MANILA - Malacañang on Wednesday downplayed the supposed spying of a foreign country on critics of President Rodrigo Duterte.
Duterte on Tuesday said a foreign country “sympathetic” to him has supplied information on his critics.
Presidential Spokesperson Harry Roque described this supposed move by a foreign ally of the President as part of diplomatic relations.
“You know, even as early as the time when new inter-state relations develop, the gathering on intel has always been recognized as a function of diplomatic missions -- we have regular reports from our own embassies, we also get intel information -- that’s the nature of diplomatic relations nowadays,” Roque said in a press briefing.

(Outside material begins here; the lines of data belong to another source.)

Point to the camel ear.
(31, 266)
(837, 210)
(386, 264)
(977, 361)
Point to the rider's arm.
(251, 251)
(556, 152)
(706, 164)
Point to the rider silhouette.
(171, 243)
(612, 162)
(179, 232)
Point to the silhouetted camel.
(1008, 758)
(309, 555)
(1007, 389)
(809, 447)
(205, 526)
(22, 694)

Duterte said his critics such as communist leader Jose Maria Sison, the Magdalo group, and those who have been rejecting him since the May 2016 elections “have combined" in supposed destabilization efforts.

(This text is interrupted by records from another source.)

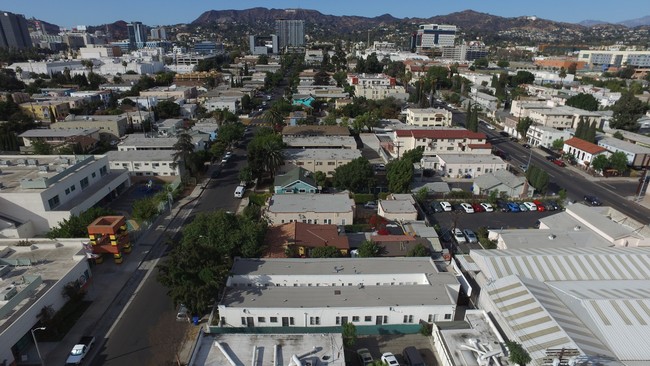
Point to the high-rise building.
(290, 32)
(433, 36)
(137, 34)
(13, 31)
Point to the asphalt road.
(614, 195)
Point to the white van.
(239, 191)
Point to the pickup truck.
(80, 350)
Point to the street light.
(36, 344)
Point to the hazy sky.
(67, 13)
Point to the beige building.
(428, 117)
(110, 127)
(318, 160)
(311, 208)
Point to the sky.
(69, 13)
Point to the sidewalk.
(110, 288)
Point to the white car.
(467, 207)
(488, 207)
(530, 206)
(389, 359)
(458, 236)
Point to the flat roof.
(321, 154)
(316, 346)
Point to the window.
(54, 201)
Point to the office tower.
(137, 34)
(13, 31)
(291, 33)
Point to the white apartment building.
(439, 141)
(311, 208)
(33, 277)
(39, 192)
(327, 292)
(538, 135)
(145, 164)
(318, 160)
(428, 117)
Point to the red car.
(477, 207)
(540, 205)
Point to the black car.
(593, 200)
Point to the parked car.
(477, 207)
(593, 200)
(471, 237)
(389, 359)
(487, 207)
(467, 207)
(559, 162)
(530, 206)
(513, 207)
(458, 236)
(364, 356)
(540, 205)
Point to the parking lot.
(394, 343)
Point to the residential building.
(296, 180)
(137, 34)
(398, 207)
(438, 141)
(35, 277)
(538, 135)
(13, 31)
(143, 165)
(583, 151)
(298, 239)
(84, 140)
(111, 127)
(430, 36)
(318, 160)
(326, 292)
(618, 58)
(290, 32)
(503, 182)
(428, 117)
(637, 156)
(469, 165)
(41, 191)
(311, 208)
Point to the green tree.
(523, 125)
(355, 176)
(517, 353)
(369, 249)
(618, 161)
(325, 252)
(399, 174)
(627, 112)
(600, 162)
(349, 333)
(418, 250)
(583, 101)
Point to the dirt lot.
(379, 344)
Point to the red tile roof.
(585, 146)
(301, 234)
(441, 134)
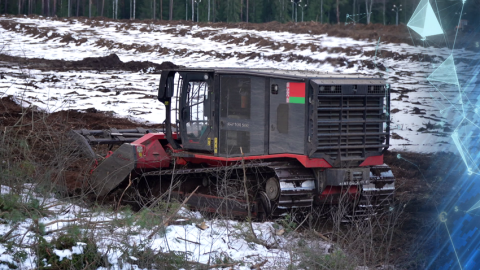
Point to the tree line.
(255, 11)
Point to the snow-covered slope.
(130, 94)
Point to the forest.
(385, 12)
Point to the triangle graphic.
(420, 9)
(424, 21)
(475, 206)
(432, 26)
(446, 72)
(418, 19)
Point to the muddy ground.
(419, 187)
(387, 33)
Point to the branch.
(155, 231)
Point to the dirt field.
(420, 185)
(419, 189)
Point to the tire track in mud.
(239, 39)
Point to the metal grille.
(376, 89)
(330, 89)
(350, 125)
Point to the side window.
(235, 97)
(198, 109)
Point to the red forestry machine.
(259, 140)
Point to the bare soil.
(419, 183)
(110, 62)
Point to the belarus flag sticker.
(296, 93)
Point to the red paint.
(372, 161)
(295, 89)
(152, 155)
(218, 161)
(333, 193)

“I have the evidence. I have the conversation provided by a foreign country sympathetic to us. We don’t have that sophistication,” he said without naming his source.

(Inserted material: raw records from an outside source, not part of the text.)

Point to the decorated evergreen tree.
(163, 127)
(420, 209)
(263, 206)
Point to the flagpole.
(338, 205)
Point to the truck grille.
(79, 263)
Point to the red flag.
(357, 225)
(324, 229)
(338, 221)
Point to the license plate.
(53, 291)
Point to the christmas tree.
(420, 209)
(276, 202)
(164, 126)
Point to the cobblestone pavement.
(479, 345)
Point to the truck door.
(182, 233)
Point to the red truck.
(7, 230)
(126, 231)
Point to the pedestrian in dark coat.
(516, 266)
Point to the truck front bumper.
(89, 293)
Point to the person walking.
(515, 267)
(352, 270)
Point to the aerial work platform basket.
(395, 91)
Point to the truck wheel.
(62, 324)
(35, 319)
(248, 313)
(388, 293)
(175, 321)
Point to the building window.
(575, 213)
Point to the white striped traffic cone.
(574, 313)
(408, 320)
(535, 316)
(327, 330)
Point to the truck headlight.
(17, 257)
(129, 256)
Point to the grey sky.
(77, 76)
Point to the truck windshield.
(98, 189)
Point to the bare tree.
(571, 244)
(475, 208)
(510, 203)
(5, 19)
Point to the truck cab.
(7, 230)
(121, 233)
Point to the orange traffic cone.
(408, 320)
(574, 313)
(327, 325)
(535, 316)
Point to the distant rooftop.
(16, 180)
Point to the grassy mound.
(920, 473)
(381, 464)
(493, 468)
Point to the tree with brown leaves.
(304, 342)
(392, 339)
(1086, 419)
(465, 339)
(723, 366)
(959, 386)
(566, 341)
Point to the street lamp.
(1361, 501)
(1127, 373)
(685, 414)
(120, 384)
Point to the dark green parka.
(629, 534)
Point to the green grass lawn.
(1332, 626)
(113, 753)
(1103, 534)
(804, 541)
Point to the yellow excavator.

“Any day now, I asked that it be declassified at ipakita nila sa lahat (that it be shown to everyone).”
This is not the first time that Duterte claimed that a foreign country has given him information about his critics.
He previously said that a foreign country provided him supposed tapped conversations of detained Senator Leila de Lima, which allegedly prove the latter’s involvement in the drug trade.
This prompted De Lima to file a petition for writ of habeas data before the Supreme Court.
De Lima, a fierce administration critic, has been detained since February last year over drug charges, which she decried as political persecution.
Magdalo Rep. Gary Alejano, a Duterte critic, said if the President’s claim was true, the chief executive may have violated the country’s anti-wiretapping law and allowed breach of security by a foreign country.